The New Year’s 2020 bushfires in Australia are a logical result of our Promethean tendencies and they are also a warning from the future that we have created; this is the beginning of the apocalyptic conditions, which arise out of the devilish bargain we have made with our ‘resources’. The increased ferocity of storms, heatwaves, hurricanes, droughts and floods that are all still forecast by the same climate modelling that promised us these fires were coming will not stop soon. They are coming because we burn too much fuel. But while fire is the focus, let’s remember something about its nature as light, and hope that this also reminds us of a few things about ourselves. We are the light, as is the earth, and this is our only home while we are here in these bodies. This is right relationship to our planetary home. This is what we can learn from out of control fires, if we choose to do so.

Make Your Peace

Make Your Peace

If we have finally hit the point where we have to admit that our esteemed leaders are not listening – to us, to climate science, to the voice of hope for a peaceful, healthy earth – then it is probably also a good time to let ourselves synch in to a new way of evolving. I’m going to try to outline this in under 300 words, by using dot points, to illustrate that we are still capable of profound possibilities in a digital age hurtling towards some very uncivilised outcomes.

  • We are here.
    • This means our ancestors survived and evolved successfully, across a myriad of different environments, and we can do the same. But to do this, we need to …
  • Adapt to reality.
    • Our planetary climate is heating up, drying out in many places and flooding more in others, making every micro-climate more challenging. But …
  • It’s business as usual at the top.
    • Business and politics are following the military/industrial complex model of colonisation, appealing to the lowest common denominator of our worst tendencies like greed and fear, and consolidating their power over divided peoples at the same time. So …
  • We have to do two things at once:
    • We have to get organised, hold the powers that be to account, demand action that combats climate change by taking care of our environment and treating all people (as well as animals, plants and places) with dignity and respect – all of which sounds very boring but necessary; and
    • We can get back in touch with our ‘deep time’ selves, as well as our fleeting sense of being alive in this very moment, right where we are, in this mind and body. This could be the fun thing that balances out the serious stuff with a blend of timelessness and existential awareness: that realisation that we are consciousness embodied, a deep time experiment in primate bodies, with the capacity for self-awareness, able to perceive complex problems and solve them with win/win solutions, social animals with personal identities and mystic abilities and the ABILITY TO SEE THE ENORMITY OF THE UNIVERSE THROUGH INSANELY POWERFUL TELESCOPES AND IMAGINE OUR PLACE IN ETERNITY ALL AT ONCE!

OK, i got a bit excited there, but watch this video and be reminded of how incredibly, unimaginably vast the universe is. And that’s just the physical one we can sense with our limited beings.
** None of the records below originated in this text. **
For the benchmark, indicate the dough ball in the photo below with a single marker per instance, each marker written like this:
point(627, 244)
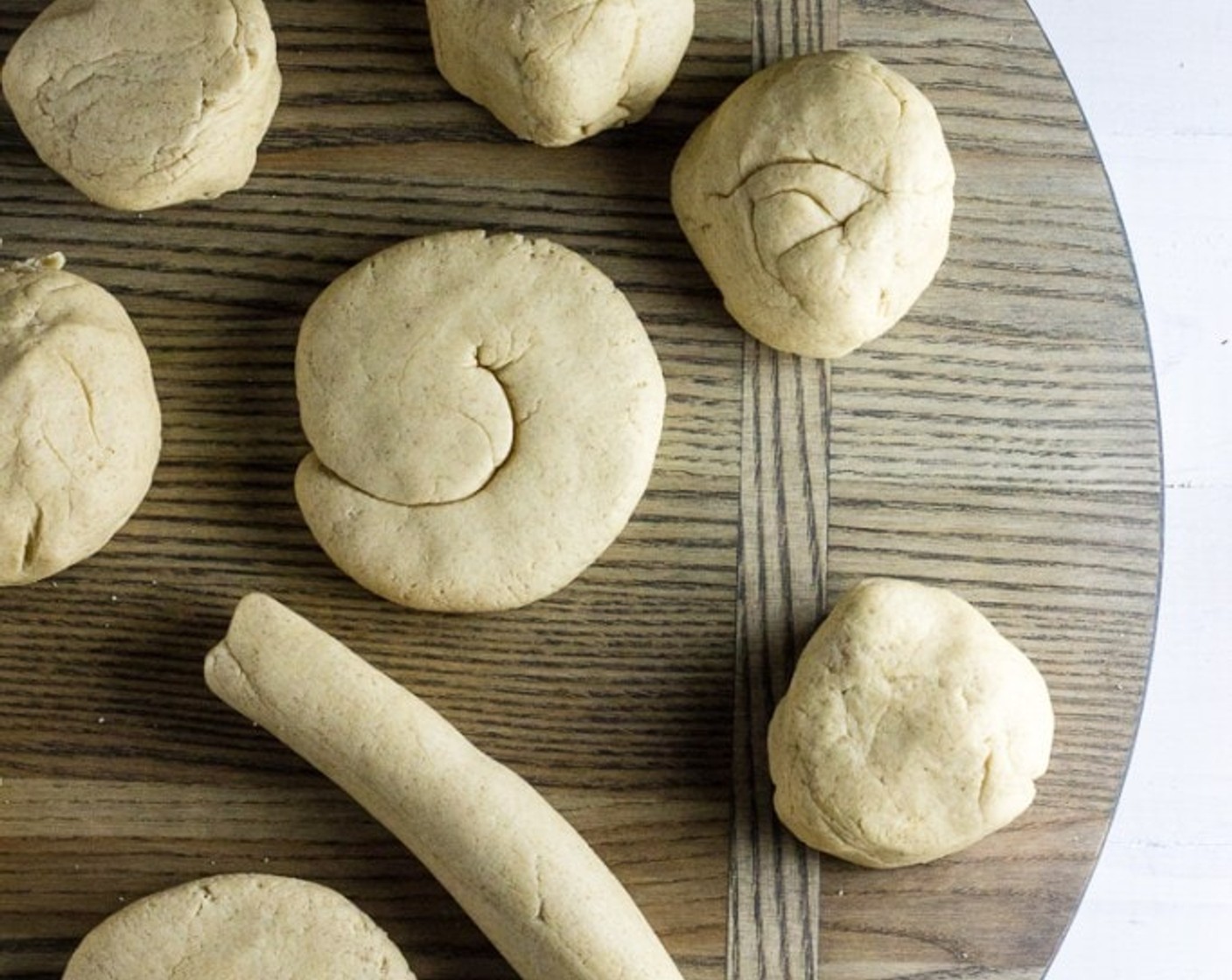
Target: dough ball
point(485, 415)
point(251, 926)
point(142, 104)
point(83, 428)
point(818, 198)
point(911, 730)
point(556, 72)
Life is beyond words. Let’s party like there’s nowhere else to go*

*The universe may be very large but we can’t get anywhere else in it. The scales are too big. This is home.

NB: sorry i went over 300 words. But hey, get off the internet and read some Virgil or Shakespeare. That’ll test your attention span 🙂

PS i tried to talk about this video once during a public presentation in Hong Kong and CHOKED ON MY TEARS! Egad. I’ve performed better, but at least i found out how i really felt about the universe – cosmic!